No entanto, o aspecto principal, e determinante também em He Got Game, é o do dispositivo produtor de imagens oriundas da consciência e da imaginação do personagem. Quando Monty em A Última Noite declama revolta e, na frente do espelho, que projeta uma pessoa "independente" da real, anuncia seu ódio aos seres da cidade, tal manobra é realizada de maneira bem similar a uma outra, do mesmo tipo, que está registrada em He Got Game. Demais assinaturas, tais quais o movimento deslizante, cuja sensação visual é de como se o personagem estivesse lentamente a navegar pelo chão, e a repetição ultra-rápida do mesmo quadro, como um tiro duplo, ou uma gagueira visual, também são encontradas no mapa visual do filme de 2002. 

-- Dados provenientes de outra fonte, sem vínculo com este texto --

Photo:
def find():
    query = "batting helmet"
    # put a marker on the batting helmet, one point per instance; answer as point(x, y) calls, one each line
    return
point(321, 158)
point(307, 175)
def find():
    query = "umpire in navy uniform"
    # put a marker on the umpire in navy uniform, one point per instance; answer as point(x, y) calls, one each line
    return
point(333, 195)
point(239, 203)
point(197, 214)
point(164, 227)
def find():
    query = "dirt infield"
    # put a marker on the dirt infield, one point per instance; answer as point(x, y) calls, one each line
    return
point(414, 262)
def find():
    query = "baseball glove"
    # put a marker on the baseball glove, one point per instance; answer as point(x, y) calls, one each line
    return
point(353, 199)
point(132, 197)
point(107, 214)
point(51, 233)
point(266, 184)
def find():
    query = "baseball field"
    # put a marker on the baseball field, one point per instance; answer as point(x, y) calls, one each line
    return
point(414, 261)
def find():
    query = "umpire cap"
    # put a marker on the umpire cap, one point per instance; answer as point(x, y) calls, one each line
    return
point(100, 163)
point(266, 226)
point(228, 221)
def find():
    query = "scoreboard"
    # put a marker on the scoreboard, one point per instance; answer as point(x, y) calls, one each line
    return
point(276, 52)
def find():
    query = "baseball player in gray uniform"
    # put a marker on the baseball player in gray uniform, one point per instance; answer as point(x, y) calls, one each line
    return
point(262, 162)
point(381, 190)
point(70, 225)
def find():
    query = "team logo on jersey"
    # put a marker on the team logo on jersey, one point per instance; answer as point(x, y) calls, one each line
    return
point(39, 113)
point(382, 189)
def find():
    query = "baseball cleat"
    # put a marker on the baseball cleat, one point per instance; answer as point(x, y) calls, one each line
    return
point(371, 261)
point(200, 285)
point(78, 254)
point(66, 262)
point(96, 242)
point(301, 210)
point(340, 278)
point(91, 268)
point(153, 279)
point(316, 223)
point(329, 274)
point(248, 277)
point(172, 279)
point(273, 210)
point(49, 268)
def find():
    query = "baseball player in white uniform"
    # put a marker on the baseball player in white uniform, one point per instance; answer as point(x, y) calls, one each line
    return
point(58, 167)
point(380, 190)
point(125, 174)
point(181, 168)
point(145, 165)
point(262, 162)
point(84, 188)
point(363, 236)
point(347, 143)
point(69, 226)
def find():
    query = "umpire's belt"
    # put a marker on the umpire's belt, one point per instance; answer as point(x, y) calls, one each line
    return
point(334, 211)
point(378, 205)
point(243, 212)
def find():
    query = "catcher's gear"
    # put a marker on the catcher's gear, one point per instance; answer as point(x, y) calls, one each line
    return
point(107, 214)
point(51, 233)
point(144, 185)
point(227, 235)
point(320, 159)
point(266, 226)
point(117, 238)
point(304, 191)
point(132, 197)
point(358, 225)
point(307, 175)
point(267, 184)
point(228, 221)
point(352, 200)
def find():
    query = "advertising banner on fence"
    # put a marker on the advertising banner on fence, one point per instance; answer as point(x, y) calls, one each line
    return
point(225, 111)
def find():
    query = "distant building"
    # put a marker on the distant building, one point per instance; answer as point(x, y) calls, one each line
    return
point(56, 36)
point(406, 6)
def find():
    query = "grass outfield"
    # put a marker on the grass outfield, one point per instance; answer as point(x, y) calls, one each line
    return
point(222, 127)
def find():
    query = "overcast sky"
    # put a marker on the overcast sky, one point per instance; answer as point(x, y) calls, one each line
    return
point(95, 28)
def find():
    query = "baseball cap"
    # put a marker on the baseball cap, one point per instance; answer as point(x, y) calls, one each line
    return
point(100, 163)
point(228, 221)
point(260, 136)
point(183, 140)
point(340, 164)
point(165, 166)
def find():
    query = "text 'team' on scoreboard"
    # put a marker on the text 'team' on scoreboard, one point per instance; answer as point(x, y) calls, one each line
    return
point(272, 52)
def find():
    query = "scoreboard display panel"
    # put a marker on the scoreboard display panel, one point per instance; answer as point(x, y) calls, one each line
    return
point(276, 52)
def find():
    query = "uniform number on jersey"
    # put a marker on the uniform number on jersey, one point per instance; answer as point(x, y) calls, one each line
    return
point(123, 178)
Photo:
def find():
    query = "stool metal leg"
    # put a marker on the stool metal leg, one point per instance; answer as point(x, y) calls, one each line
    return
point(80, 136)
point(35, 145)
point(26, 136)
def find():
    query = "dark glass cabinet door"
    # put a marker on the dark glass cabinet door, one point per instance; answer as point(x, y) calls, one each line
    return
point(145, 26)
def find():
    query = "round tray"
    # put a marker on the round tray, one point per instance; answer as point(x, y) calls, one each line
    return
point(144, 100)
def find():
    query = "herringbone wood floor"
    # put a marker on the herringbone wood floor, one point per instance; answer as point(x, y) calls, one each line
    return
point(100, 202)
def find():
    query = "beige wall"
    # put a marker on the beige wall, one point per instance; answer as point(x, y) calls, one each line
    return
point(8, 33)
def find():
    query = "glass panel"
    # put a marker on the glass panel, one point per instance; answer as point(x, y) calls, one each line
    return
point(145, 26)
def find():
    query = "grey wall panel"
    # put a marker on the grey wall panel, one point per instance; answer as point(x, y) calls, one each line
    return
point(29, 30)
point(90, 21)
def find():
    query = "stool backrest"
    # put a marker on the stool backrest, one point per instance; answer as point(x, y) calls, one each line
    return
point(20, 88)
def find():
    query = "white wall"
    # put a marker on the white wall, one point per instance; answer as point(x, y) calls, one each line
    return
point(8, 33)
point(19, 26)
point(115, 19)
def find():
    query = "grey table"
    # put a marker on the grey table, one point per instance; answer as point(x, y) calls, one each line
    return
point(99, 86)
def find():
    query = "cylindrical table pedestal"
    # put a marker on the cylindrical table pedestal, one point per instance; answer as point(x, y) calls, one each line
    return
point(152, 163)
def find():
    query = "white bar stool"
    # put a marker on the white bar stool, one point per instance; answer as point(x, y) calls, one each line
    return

A música do compositor Terence Blanchard, com nuances percussivas selvagens, romantismo pesado, gritos humanos, motivos melódicos orientais explicitamente remissivos aos grandes épicos (Blanchard é compositor saudosista), evoca com violenta grandiloqüência os traços de definição da obra, amarrando-se aos passos da narrativa como um invólucro perpétuo. A mistura de referências culturais e étnicas produz, assim, uma verdadeira babel em forma de partitura musical. A dinâmica é a de uma densa marcha, tribal e fúnebre - a cidade. Blanchard é mestre na costura dos contrastes e multileituras urbanas de qualquer obra de Lee, transformando sua música em uma espécie de subtexto sonoro estampado, em personagens e quadros, nas películas do autor. 

O filme em determinado momento aborda a cidade como um país inteiro, dividido por estados, cores e línguas distintas, em estranha sintonia com os rastros deixados por Monty. Importante reparar como a história passa pela questão da identidade dos seres da cidade. As pessoas, também, estão divididas por essas raças, crenças, fronteiras e demarcações físicas. No final de sua jornada, Monty encontra reconciliação com as coisas da cidade e encarna o papel de mensageiro deste sentimento: na cidade, tão imensa, as pessoas se conhecem mesmo sem se conhecerem. Isto é, o espírito da cidade é indelével e compreende todos os seres que a habitam. A metáfora fica bem clara na cena das assinaturas nos vidros, do carro e do ônibus. Duas pessoas em transportes diferentes e rumando a direções contrárias, pertencentes a raças e gerações distintas, se "conhecendo" na imensidão; entretanto em uma imensidão comum para ambos. A fita mostra que esses seres, embora vivendo em eterno desencontro, acabam, de algum jeito, se encontrando. Principalmente depois do 11 de setembro, esta sensação parece latejar nos domínios daquela cidade (afinal, os habitantes de Nova Iorque, naquele dia extraordinariamente, viveram praticamente a mesma realidade, de sentimentos ecumênicos) e, não por acaso, é latejante na película, principalmente em seu comentário final. 

No último giro, em sua despedida - a já citada reconciliação -, o personagem penetra em uma contida reflexão de redescoberta do olhar e do sentimento da cidade e, quiçá, da própria vida americana. Lee lê a cidade como estado de espírito e catalisador do próprio espírito americano, desbravando aspectos da sociedade de seu país resumidos pela vida em Nova Iorque, ou pela oposição à vida nesta cidade. O personagem é flagrado sob um foco que o revela como fruto natural dos vetores que cercam sua existência e seu crescimento na cidade. No entanto, e este é talvez um dos itens essenciais da concepção autoral de Spike Lee, a cidade jamais deixará de ser fruto da gente que a habita e do encontro entre essa gente, por mais que o "sonho" tenha estiolado ou esteja vivo como uma pequena fagulha.